Support Vector Machine

Table of contents

Basic concept of SVM
Support Vector Classifier
Support Vector Regression

Basic concept of SVM

Support vector machine (SVM) is a supervised machine learning algorithm that can be used for both classification and regression.

Support Vector Classifier

Support vector classifier (SVC) is a binary classifier that finds the optimal hyperplane that separates the two classes.

Although SVC is inherently a binary classifier, it can be extended to multi-class classification (Lookup: one-vs-one, one-vs-rest, multiclass SVM).

Training data

For $i = 1, \dots, n$,
- $\mathbf{x}_i \in \mathbb{R}^p$ is the $i$-th observation.
  Do not confuse this notation with the $x_1$ and $x_2$ in the figure below. The $x_1$ and $x_2$ in the figure are notating the two hypothetical features just to illustrate the concept of SVC in a 2D space.
  In our case, each $\mathbf{x}_i$ is a $p$-dimensional vector that represents the $p$ features of the $i$-th observation (so each colored dots in the figure below).
- $y_i \in \{ -1, 1 \}$ is the (binary) class label of $x_i$.

Hyperplane

A hyperplane is an affine subspace of dimension $p-1$ in $\mathbb{R}^p$.
A hyperplane in $\mathbb{R}^2$ is a line (1-dimensional subspace) and in $\mathbb{R}^3$ is a plane (2-dimensional subspace).
We want to find the optimal hyperplane that separates the two classes.
The optimal hyperplane is the one that maximizes the margin (Maximal Margin Classifier), which is the distance between the hyperplane and the closest observations.

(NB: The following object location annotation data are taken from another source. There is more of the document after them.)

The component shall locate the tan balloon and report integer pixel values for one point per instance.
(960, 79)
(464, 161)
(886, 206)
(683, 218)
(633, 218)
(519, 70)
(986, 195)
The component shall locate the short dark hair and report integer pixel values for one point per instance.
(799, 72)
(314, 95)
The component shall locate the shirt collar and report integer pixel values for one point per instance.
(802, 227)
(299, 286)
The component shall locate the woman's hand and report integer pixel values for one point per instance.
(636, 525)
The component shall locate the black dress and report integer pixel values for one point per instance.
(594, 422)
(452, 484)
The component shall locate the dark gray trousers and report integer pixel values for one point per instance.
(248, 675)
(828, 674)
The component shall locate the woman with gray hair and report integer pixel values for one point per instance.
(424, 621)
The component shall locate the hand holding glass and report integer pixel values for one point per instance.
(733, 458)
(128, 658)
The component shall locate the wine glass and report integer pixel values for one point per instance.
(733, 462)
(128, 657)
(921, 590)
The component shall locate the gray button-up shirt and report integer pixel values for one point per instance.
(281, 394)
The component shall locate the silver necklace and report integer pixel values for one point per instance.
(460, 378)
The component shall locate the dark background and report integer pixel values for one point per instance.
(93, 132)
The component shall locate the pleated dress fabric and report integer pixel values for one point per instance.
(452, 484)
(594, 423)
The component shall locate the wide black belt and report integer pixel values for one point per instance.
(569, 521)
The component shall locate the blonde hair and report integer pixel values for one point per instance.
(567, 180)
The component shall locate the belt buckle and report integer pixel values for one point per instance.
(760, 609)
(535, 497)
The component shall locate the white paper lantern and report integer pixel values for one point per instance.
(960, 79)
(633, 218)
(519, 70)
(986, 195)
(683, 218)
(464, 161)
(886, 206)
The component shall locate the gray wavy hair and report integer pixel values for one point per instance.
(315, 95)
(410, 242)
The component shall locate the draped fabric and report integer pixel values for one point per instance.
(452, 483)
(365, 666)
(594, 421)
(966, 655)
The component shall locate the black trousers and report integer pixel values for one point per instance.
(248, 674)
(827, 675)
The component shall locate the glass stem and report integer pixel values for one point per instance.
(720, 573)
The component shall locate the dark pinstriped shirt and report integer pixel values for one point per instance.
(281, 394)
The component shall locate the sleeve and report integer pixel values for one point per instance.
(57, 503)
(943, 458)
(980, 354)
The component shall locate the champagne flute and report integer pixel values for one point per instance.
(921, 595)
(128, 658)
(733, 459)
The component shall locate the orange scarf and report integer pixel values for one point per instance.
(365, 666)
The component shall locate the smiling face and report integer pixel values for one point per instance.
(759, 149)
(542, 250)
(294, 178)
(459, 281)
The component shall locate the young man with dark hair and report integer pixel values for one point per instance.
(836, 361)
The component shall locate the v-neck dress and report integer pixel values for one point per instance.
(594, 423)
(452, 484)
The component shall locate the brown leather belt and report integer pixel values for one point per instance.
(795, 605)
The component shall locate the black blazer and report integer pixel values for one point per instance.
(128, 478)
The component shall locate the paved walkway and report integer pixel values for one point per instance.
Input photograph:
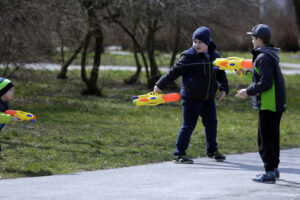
(205, 179)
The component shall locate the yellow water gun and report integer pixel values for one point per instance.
(21, 115)
(232, 64)
(153, 99)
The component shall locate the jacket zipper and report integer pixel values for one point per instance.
(209, 73)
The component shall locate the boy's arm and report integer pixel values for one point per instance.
(249, 74)
(176, 71)
(266, 72)
(4, 118)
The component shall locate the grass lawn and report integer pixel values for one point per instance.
(75, 133)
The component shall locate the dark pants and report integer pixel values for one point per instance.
(191, 110)
(268, 138)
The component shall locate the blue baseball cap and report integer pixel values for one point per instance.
(262, 31)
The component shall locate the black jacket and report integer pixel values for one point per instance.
(268, 87)
(199, 79)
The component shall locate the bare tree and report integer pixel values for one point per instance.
(94, 30)
(70, 26)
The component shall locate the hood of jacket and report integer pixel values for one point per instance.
(211, 50)
(271, 51)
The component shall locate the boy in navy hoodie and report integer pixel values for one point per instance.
(199, 84)
(269, 97)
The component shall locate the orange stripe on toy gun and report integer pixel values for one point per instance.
(232, 63)
(153, 99)
(21, 115)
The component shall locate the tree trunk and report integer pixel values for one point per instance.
(134, 79)
(297, 12)
(155, 73)
(136, 44)
(63, 71)
(94, 30)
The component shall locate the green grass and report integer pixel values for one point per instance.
(76, 133)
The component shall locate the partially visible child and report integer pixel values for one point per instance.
(6, 95)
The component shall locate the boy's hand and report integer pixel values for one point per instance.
(15, 119)
(241, 72)
(156, 90)
(222, 95)
(242, 94)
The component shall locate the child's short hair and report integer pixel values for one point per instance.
(5, 85)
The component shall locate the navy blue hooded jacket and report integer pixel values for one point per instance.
(199, 79)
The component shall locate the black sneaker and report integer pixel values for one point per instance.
(217, 156)
(277, 173)
(267, 177)
(182, 160)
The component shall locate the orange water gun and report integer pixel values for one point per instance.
(232, 64)
(21, 115)
(153, 99)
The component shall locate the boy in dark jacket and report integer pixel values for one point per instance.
(269, 97)
(199, 85)
(6, 94)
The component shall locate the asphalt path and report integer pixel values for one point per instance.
(205, 179)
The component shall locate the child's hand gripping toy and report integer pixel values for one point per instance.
(232, 64)
(153, 99)
(21, 115)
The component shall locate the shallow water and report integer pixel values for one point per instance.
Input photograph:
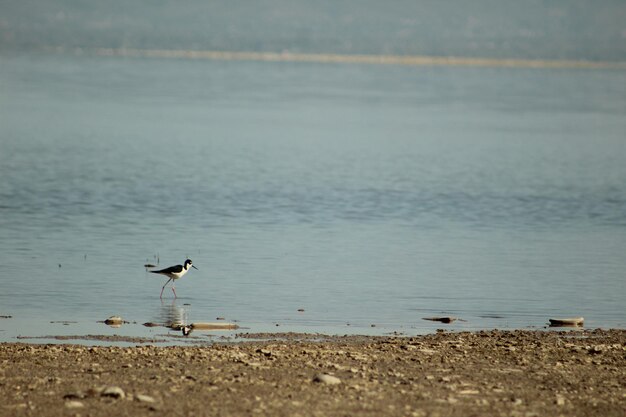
(365, 195)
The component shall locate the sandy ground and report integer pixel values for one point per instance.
(496, 373)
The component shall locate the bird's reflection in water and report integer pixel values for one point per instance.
(173, 315)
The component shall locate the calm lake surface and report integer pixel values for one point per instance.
(363, 194)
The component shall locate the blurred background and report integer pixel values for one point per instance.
(491, 187)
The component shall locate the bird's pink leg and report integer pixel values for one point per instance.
(161, 296)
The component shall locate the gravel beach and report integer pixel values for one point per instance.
(494, 373)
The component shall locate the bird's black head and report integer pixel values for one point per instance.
(188, 264)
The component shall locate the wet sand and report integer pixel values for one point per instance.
(495, 373)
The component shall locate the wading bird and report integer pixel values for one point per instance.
(174, 272)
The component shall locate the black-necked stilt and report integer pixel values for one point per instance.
(174, 272)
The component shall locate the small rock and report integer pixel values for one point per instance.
(327, 379)
(74, 404)
(114, 321)
(74, 395)
(144, 398)
(115, 392)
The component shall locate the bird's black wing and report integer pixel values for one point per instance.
(171, 269)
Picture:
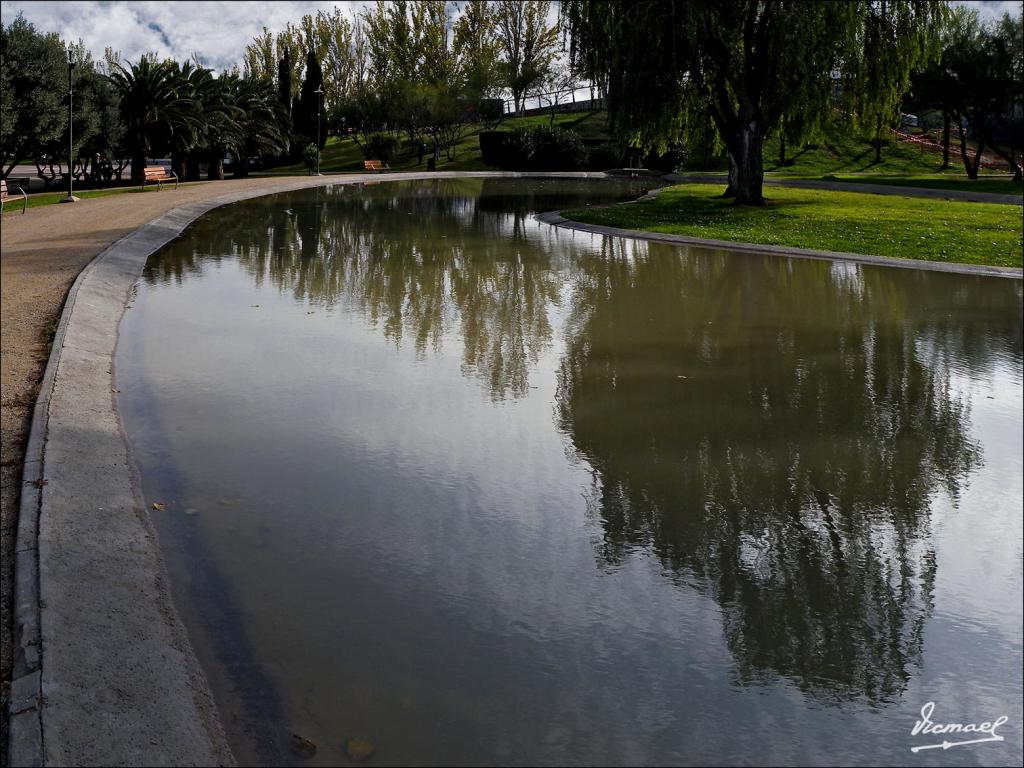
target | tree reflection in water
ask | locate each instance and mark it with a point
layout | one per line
(418, 260)
(773, 430)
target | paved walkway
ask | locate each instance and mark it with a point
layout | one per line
(41, 253)
(909, 192)
(91, 607)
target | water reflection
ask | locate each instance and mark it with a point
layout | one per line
(775, 435)
(419, 261)
(726, 485)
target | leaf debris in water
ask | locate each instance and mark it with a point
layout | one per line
(302, 747)
(358, 749)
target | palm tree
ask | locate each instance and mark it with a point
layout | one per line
(154, 108)
(187, 134)
(261, 125)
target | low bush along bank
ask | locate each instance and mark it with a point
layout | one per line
(851, 222)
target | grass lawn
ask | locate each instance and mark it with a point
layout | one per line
(852, 222)
(987, 183)
(343, 154)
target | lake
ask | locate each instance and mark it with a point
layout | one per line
(473, 489)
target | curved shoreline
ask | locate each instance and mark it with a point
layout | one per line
(92, 609)
(86, 688)
(555, 218)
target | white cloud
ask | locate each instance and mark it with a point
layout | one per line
(991, 9)
(217, 31)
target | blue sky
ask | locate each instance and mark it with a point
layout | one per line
(218, 31)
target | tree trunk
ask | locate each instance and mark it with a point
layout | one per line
(178, 164)
(215, 170)
(730, 189)
(945, 139)
(749, 184)
(138, 169)
(192, 167)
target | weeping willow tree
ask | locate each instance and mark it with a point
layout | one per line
(750, 67)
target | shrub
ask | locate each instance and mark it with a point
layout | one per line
(493, 146)
(540, 148)
(309, 156)
(491, 111)
(382, 146)
(603, 155)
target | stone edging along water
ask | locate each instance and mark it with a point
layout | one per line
(103, 670)
(555, 218)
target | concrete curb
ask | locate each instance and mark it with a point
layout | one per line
(555, 218)
(965, 196)
(103, 671)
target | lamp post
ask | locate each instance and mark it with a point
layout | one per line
(320, 104)
(71, 143)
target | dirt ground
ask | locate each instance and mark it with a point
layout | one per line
(41, 253)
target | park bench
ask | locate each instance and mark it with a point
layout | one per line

We want to estimate a hyperplane defined by,

$\mathbf{w} \in \mathbb{R}^p$ is the vector normal to the hyperplane.
$b \in \mathbb{R}$ is the bias of the hyperplane.
- If $b = 0$, the hyperplane passes through the origin.

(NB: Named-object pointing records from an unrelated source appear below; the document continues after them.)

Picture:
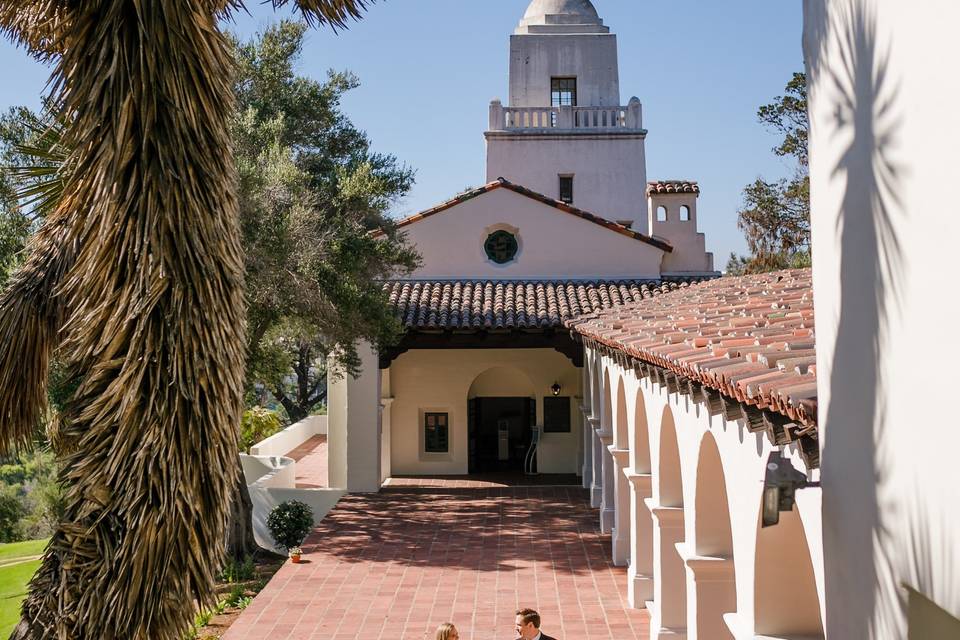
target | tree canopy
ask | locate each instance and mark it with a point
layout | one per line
(311, 192)
(775, 217)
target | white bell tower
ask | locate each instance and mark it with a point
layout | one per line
(564, 132)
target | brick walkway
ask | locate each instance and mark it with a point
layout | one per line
(394, 565)
(311, 458)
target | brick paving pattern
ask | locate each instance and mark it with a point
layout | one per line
(394, 565)
(311, 459)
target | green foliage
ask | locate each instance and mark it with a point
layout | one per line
(238, 598)
(20, 129)
(258, 424)
(31, 499)
(289, 523)
(775, 217)
(238, 571)
(21, 550)
(13, 590)
(11, 510)
(311, 193)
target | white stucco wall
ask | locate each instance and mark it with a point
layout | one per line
(353, 425)
(689, 246)
(553, 244)
(591, 59)
(743, 455)
(609, 170)
(441, 380)
(271, 480)
(884, 140)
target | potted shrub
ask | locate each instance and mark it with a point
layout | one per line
(289, 524)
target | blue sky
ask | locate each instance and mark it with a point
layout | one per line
(429, 69)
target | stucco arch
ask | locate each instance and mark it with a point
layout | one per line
(669, 479)
(713, 536)
(608, 479)
(621, 429)
(712, 577)
(640, 438)
(502, 381)
(785, 589)
(640, 585)
(670, 580)
(621, 466)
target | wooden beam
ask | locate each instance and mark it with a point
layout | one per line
(714, 401)
(755, 421)
(558, 340)
(810, 451)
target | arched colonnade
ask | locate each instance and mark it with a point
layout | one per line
(679, 491)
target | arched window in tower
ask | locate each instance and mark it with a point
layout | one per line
(563, 92)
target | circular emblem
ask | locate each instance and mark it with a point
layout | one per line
(501, 246)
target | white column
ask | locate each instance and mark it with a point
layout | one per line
(621, 518)
(640, 574)
(608, 506)
(668, 611)
(353, 438)
(586, 471)
(385, 439)
(711, 593)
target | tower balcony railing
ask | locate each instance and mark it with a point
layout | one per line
(579, 119)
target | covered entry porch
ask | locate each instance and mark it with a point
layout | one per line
(485, 378)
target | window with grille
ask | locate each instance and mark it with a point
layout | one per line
(501, 246)
(563, 92)
(436, 432)
(566, 189)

$$ \mathbf{w}^\top \mathbf{x} + b = 0 $$

Equation looks different

As in the figure above, sometimes people define the hyperplane with a negative bias term:

\[\mathbf{w}^\top \mathbf{x} - b = 0\]

This is just a matter of notation and does not affect the estimation.

Support vectors

Support vectors are $\mathbf{x}_i$ that satisfy the following conditions:

$$ \begin{align*} \mathbf{w}^\top \mathbf{x}_i + b = 1 &\wedge y_i = 1 \\ \mathbf{w}^\top \mathbf{x}_i + b = -1 &\wedge y_i = -1 \end{align*} $$

More details

More generally, the support vectors are the observations that satisfy:

\[\begin{align*} \mathbf{w}^\top \mathbf{x}_i + b = a &\wedge y_i = 1 \\ \mathbf{w}^\top \mathbf{x}_i + b = -a &\wedge y_i = -1 \end{align*}\]

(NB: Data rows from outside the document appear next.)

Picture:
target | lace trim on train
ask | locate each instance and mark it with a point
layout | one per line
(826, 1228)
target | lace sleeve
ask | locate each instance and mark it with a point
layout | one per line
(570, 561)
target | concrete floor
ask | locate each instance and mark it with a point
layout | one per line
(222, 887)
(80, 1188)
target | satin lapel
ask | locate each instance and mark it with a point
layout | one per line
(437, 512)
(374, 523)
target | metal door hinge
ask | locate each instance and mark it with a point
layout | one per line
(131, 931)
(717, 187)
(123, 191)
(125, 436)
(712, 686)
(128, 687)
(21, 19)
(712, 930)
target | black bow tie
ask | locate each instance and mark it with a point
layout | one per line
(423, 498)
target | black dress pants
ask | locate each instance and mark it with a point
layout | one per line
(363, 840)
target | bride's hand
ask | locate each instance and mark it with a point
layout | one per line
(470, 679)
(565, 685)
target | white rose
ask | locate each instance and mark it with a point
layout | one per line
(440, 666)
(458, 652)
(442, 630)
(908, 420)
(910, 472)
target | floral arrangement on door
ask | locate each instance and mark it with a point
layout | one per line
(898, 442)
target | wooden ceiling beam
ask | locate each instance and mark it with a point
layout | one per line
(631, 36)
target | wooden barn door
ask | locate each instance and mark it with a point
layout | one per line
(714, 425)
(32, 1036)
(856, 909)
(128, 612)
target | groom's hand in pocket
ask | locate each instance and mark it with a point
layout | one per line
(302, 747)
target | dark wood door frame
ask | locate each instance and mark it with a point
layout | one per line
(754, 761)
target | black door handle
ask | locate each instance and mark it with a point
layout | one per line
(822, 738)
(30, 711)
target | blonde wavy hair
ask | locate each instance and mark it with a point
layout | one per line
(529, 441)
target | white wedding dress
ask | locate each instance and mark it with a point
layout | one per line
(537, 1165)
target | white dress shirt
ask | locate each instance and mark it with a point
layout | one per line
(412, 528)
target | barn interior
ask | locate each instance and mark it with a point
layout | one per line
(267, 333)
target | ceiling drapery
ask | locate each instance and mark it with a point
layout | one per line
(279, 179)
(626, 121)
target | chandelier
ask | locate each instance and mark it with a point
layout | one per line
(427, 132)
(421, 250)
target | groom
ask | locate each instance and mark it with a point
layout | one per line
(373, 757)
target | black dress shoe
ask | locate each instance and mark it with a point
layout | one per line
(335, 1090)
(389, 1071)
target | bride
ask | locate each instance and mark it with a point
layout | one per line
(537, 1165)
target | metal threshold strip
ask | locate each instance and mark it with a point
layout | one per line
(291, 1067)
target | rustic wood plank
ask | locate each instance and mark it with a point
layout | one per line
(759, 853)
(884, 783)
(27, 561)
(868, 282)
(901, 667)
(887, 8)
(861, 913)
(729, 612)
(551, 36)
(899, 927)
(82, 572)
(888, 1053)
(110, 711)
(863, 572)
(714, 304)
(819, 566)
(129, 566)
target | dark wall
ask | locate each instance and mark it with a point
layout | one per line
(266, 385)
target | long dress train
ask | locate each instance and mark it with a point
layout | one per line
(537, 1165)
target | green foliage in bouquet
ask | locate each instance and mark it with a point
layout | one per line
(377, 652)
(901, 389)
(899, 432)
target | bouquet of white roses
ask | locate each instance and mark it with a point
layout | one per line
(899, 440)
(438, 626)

However, with data normalization, we can simplify $a = 1$.

In the figure above the support vectors are the points on the dotted margin lines (two of which are blue and one green).

Support vectors are actual observations and not some hypothetical values that satisfy the conditions.

Optimization problem

Hard margin SVC

If the data are linearly separable, we can find a hyperplane that perfectly separates the two classes with a hard margin.

In order for classification to be perfect, we want the observations with label $y_i = 1$ to be above the blue support vectors and the observations with label $y_i = -1$ to be below the green support vector.

\[\begin{align*} \mathbf{w}^\top \mathbf{x}_i + b &\geq 1 & \text{if } y_i = +1 \\ \mathbf{w}^\top \mathbf{x}_i + b &\leq -1 & \text{if } y_i = -1 \end{align*}\]

This hard-margin contraint can be compactly written as:

\[y_i (\mathbf{w}^\top \mathbf{x}_i + b) \geq 1\]

$y_i (\mathbf{w}^\top \mathbf{x}_i + b)$ is sometimes called the confidence, i.e. the distance from the hyperplane to the observation. We want this distance to be at least 1 to be classified correctly.
Also, higher the distance, the more confident we are in the classification, hence the name.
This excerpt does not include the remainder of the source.